Затем он подбежал к столу и начал быстро чертить ноты на разграфленной бумаге. Все, кроме Шнопкопфа, подошли к королю и, наклонившись над столом, стали смотреть, как его величество пестрил бумагу нотными знаками.

– Теперь, синьор Капелли, я попрошу вас разыграть этот мотив, – сказал Фридрих, кладя ноты на пюпитр и подзывая к нему своего коллегу по музыкальным упражнениям.

Сам король тоже взял флейту и, глядя на ноты из-за плеча итальянца, принялся слегка аккомпанировать ему, выбивая ногою такт. Оказалось, что дело пошло на лад.

Фридрих самодовольно посмотрел на присутствовавших и положил на стол флейту, а итальянец объявил, что мотив этот превосходит все, когда-либо им слышанные, и что если его величество позволит, то он на этот мотив напишет прелестнейшие вариации.

«Да какой же это король? – думал майор, глядя на спешные музыкальные упражнения его величества. – Это какой-то флейтист! Ему, если уж хочет быть музикусом, следовало бы, как человеку военному, играть военные сигналы на рожке или упражняться на барабане, а он взялся за флейту! Чудак!.. И какие у него странные порядки, – продолжал мысленно удивляться майор, – не дал даже мне отрапортовать о себе, как должно по военному уставу, а потом вдруг вздумал извиняться передо мной. Пусть бы он так делал, как король, – на то его добрая воля, – но ведь на нем есть еще и генеральский чин, так разве можно так дружески обходиться с майором, когда тот является к старшему в чине?
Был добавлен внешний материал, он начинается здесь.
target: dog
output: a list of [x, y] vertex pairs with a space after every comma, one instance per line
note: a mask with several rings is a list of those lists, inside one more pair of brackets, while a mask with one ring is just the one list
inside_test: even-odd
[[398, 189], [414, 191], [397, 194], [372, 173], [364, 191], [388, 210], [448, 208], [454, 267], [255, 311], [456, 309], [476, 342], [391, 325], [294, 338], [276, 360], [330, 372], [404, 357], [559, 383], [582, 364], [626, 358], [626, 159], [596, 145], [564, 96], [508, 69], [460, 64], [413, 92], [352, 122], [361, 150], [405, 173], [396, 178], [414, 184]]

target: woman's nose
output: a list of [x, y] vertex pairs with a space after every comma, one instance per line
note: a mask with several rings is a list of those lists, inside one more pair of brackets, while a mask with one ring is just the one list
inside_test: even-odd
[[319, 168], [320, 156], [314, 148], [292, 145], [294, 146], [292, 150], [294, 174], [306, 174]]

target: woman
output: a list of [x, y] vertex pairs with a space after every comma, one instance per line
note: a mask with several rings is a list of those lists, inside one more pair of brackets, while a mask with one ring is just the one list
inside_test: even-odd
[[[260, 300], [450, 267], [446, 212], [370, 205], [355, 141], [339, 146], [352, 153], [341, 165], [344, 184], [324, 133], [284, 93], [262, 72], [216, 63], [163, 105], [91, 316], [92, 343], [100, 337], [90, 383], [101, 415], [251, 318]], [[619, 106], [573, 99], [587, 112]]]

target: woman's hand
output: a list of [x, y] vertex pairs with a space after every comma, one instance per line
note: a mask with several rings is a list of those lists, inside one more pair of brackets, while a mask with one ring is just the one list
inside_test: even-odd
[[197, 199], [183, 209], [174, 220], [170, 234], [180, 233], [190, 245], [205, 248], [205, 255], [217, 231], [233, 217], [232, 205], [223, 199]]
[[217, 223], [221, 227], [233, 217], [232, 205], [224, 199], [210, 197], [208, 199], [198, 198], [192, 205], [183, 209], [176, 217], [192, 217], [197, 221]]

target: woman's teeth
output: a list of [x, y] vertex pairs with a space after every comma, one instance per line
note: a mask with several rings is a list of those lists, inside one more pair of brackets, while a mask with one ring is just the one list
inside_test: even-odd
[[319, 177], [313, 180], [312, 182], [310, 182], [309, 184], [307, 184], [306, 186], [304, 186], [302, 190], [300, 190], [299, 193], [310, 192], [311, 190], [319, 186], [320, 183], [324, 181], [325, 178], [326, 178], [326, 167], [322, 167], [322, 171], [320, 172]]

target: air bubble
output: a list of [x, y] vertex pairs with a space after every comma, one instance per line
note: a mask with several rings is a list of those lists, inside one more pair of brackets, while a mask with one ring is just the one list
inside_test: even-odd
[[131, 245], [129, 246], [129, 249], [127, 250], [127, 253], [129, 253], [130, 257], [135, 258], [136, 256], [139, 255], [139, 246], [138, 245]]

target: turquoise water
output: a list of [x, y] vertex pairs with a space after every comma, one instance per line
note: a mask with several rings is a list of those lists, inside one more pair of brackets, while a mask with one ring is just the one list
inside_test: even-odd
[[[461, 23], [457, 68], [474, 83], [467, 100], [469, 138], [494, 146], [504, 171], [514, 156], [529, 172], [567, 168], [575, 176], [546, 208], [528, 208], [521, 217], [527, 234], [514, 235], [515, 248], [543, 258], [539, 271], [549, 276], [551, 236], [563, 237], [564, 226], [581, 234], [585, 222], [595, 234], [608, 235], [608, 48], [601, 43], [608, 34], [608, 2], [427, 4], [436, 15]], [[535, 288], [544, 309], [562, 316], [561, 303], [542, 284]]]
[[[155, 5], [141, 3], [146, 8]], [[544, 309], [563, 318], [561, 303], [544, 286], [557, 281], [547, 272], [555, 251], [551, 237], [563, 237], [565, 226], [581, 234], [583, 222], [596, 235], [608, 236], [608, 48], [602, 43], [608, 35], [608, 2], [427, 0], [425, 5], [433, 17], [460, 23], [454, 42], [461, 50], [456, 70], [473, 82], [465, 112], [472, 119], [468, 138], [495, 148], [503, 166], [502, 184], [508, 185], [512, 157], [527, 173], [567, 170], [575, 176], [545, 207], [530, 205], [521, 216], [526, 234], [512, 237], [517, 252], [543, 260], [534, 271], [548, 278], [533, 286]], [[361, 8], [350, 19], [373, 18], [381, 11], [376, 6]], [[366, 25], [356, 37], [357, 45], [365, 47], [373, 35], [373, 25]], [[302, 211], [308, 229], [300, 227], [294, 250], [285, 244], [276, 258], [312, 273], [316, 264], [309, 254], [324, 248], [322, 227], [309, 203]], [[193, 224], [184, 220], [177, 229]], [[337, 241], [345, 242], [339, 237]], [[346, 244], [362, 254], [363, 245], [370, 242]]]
Просто ни на что не похоже! Такому молодцу, как он, нельзя отдать в команду даже одного плутонга; он все там сейчас напутает, расстроит и приведет в полнейший беспорядок».

В то время, когда так рассуждал сам с собою старый служака, король сел снова в кресла.

– Я сказал вам, господин майор, что мне приятно вас видеть и еще приятнее будет зачислить вас в мою королевскую службу. Генерал фон Бюлов сделал мне о вас самые лестные отзывы. Скажите мне, отчего вы оставили русскую службу?

– Не я оставил ее, ваше величество, а она оставила меня, – сказал с горестью майор.

– По каким же причинам?

– Насколько я догадываюсь, вследствие доносов. Я с откровенностью солдата говорил, что способ воцарения нынешней государыни был исполнен в противность военному уставу. Я не говорил ничего, когда солдаты пошли против герцога Курляндского, – на нем не было никакого военного чина, и они должны были арестовать его, так как распоряжение об этом шло от их высшего начальника, фельдмаршала графа Миниха. Но когда солдаты осмелились пойти против генералиссимуса, то это уже было невероятным нарушением всякой дисциплины.